In October 2022, JPRC was working together with project managements contractors and financial, technical and legal advisors on the implementation of the fourth expansion project at the refinery. Various international companies came together to make three different offers which the JPRC needed to choose from. JPRC began discussions with one of the consortia consisting of three companies from China, Italy and Japan, the bidding time for the project ended in December 2022. The expansion is expected to cost more than $2.6 billion.

In January 2023 came the announcement about a $3 billion contract with Sinopec Engineering Co, Technimont and Itochu Corp. for the joint development of the fourth phase expansion at the Zarqa refinery.

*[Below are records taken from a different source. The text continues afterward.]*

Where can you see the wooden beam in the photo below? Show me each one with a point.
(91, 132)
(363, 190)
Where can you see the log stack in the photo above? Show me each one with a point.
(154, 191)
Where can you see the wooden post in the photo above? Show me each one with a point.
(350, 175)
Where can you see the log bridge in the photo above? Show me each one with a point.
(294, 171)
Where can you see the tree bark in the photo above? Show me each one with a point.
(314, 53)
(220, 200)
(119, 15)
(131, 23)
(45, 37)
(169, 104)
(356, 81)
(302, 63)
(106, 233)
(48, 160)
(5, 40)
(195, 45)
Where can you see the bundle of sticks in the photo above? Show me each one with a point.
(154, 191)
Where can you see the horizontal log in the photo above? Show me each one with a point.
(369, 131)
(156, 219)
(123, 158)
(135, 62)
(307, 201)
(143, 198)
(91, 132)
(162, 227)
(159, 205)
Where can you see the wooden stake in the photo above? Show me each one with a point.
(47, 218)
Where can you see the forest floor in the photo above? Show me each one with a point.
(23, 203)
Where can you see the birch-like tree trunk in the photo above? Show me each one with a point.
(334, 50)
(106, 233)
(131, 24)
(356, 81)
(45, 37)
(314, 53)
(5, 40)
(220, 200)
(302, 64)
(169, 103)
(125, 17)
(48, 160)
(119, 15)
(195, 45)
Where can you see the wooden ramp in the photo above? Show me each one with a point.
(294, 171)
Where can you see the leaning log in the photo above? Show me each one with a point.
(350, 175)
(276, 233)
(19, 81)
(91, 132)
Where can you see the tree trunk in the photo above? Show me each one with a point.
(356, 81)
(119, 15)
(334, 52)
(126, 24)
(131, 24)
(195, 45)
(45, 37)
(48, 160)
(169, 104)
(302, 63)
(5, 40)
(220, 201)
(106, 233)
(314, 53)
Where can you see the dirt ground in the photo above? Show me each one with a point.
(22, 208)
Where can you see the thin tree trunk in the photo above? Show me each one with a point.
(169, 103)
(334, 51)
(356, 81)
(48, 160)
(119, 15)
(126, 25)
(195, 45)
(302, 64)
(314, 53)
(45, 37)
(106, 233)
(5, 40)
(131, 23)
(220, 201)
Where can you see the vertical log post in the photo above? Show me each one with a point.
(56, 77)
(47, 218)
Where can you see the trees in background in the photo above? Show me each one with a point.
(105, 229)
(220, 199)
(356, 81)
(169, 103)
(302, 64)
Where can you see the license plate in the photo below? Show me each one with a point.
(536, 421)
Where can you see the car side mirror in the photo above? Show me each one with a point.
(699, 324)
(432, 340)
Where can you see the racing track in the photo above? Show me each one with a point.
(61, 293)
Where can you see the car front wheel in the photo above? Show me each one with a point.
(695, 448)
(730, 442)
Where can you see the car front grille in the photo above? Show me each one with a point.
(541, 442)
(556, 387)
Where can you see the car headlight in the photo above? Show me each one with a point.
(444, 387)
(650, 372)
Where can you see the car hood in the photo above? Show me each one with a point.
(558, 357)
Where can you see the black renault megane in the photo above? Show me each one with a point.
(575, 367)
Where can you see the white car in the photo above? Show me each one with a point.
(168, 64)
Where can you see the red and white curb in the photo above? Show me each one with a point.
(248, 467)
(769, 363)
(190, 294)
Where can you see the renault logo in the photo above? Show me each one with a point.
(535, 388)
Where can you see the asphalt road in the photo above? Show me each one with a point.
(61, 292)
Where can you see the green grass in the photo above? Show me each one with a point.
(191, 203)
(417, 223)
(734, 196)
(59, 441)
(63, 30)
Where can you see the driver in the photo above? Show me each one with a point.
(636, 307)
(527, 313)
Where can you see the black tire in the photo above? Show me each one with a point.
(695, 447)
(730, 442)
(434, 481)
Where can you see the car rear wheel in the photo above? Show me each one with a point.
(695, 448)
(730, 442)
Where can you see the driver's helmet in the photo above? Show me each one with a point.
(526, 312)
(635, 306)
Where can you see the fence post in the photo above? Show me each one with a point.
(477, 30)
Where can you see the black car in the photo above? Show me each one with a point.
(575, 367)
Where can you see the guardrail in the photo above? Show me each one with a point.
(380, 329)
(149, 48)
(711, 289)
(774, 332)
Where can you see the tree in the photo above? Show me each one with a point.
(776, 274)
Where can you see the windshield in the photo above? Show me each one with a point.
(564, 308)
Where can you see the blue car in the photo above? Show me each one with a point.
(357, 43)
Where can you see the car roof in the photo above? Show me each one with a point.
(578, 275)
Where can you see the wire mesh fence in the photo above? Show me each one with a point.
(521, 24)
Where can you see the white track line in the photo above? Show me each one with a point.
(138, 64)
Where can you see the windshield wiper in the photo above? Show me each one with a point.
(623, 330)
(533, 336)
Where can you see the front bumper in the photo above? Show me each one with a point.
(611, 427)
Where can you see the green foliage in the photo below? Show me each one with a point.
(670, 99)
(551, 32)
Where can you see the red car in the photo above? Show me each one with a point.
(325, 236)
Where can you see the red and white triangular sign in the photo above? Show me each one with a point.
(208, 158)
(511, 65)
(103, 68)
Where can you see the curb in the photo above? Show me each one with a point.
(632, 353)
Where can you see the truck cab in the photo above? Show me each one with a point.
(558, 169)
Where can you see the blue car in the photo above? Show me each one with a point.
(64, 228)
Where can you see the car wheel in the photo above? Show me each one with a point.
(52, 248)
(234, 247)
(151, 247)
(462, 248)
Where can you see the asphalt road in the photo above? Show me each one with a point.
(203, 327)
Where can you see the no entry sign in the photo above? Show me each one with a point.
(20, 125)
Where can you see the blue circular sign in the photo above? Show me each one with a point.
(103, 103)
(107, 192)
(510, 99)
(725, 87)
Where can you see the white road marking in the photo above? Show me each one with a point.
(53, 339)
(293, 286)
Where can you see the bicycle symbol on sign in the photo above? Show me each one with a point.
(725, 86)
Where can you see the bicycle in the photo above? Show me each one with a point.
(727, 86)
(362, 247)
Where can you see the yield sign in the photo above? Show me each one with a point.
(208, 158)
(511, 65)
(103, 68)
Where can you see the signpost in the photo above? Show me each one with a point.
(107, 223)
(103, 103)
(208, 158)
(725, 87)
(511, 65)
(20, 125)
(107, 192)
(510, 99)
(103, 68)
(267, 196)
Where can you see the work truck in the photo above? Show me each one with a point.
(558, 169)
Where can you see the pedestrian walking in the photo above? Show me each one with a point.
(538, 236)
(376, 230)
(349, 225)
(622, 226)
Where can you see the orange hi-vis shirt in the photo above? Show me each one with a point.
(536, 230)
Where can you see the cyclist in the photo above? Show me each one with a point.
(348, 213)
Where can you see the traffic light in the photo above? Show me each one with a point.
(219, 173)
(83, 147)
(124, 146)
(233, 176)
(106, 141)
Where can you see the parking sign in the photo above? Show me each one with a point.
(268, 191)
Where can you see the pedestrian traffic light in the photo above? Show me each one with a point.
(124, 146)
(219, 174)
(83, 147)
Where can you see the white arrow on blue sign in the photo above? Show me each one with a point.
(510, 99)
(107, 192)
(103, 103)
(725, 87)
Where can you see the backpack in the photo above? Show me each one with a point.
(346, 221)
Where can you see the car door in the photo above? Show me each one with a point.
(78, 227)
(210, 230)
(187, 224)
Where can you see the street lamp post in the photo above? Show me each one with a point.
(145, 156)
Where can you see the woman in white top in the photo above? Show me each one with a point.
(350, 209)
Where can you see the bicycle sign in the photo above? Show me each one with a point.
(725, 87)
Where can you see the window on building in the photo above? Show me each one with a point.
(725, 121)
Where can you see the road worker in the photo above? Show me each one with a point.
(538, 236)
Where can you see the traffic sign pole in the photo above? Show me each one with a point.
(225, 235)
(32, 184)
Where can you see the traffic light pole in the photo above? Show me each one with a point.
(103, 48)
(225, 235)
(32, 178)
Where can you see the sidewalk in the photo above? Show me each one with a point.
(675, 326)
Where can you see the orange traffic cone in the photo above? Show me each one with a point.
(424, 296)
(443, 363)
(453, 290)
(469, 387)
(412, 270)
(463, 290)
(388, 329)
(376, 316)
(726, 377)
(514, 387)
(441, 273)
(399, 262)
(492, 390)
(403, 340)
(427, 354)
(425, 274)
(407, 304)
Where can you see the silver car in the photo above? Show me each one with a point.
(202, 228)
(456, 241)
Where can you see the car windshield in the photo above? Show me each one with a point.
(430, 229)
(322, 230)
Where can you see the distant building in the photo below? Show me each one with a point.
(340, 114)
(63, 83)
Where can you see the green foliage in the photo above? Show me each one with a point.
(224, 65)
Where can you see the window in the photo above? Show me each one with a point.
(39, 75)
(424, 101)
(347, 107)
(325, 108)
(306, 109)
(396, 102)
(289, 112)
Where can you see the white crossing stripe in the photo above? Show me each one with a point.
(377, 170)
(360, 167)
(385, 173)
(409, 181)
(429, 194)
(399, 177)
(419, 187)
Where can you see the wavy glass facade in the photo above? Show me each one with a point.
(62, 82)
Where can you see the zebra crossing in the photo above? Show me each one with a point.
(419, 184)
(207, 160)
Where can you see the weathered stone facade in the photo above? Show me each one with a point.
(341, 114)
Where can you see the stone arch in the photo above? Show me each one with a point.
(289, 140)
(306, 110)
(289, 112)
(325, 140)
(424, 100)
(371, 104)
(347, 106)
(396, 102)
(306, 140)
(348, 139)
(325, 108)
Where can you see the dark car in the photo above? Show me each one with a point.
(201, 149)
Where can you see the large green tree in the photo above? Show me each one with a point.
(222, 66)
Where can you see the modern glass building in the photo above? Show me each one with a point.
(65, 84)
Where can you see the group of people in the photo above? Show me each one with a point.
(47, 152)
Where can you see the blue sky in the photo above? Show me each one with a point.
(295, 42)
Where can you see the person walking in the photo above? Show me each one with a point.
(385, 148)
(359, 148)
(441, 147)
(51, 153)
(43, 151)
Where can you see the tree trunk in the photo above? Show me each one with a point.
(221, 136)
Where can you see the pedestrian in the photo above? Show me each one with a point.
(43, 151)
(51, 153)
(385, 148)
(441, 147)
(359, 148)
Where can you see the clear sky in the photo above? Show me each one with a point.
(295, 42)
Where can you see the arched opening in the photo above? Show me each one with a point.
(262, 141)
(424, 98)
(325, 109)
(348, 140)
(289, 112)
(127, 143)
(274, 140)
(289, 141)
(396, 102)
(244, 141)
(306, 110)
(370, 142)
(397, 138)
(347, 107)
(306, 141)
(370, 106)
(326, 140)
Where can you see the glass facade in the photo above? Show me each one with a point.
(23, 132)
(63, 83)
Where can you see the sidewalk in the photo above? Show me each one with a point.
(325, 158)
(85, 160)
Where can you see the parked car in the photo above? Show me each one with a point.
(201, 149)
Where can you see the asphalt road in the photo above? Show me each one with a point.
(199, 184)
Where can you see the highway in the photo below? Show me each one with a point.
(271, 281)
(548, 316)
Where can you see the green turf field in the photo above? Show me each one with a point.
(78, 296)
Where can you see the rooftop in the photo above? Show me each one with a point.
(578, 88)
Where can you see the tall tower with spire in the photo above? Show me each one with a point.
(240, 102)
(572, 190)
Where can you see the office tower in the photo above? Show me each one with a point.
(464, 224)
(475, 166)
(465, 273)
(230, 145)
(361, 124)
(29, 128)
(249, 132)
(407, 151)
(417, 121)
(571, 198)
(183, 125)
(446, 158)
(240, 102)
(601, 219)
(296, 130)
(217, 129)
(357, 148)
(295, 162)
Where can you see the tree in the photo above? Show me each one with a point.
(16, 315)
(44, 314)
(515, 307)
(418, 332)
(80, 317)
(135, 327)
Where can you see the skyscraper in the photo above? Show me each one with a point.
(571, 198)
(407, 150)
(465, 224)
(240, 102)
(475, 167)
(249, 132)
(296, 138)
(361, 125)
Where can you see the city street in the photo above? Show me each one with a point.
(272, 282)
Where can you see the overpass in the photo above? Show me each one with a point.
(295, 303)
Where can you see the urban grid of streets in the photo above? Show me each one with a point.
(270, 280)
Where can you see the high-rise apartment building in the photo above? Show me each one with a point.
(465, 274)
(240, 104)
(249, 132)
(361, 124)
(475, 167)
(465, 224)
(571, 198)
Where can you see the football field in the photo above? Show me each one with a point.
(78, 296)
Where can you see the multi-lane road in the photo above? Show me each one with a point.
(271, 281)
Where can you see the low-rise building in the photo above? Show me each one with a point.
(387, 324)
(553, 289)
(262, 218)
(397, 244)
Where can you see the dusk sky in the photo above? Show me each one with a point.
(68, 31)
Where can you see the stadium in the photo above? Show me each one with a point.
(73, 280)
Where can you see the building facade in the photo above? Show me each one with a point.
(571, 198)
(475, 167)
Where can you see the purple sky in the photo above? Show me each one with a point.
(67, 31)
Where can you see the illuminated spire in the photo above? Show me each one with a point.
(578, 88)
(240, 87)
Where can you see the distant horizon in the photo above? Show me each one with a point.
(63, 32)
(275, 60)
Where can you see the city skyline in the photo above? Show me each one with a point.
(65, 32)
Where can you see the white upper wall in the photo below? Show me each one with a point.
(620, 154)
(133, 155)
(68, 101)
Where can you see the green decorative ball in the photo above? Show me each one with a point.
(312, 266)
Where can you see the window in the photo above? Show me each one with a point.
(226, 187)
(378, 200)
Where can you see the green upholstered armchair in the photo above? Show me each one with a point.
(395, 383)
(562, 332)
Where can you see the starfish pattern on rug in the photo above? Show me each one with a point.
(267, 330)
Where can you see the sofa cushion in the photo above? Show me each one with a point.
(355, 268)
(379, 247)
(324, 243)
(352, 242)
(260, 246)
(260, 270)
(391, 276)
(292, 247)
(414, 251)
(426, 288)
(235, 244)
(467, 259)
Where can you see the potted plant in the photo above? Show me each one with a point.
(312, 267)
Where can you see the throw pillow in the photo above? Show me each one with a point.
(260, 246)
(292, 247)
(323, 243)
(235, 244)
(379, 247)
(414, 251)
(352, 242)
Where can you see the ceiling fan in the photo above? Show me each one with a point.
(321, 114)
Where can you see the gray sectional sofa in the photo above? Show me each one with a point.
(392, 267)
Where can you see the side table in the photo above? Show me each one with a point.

The expansion is expected to increase daily capacities from 60,000 barrels to 150,000.

In 2023, JPRC signed an agreement for the termination of its concessions with the government, in which they made a payment of JD20.4 million for stake in their assets and those of the airports and city of Aqaba.

The JRPC signed a new contract with UOP (U.S.) and Technip for the Refinery Modernization Project planned to increase capacity to 73,000 barrels per day. Construction began in 2024 at the Zarqa refinery for the 10,000 ton LPG storage facility intended to be completed in 2026.

For the year 2025, the JPRC reported a net income of JD74.79 million, an increase to the JD72.42 from 2024.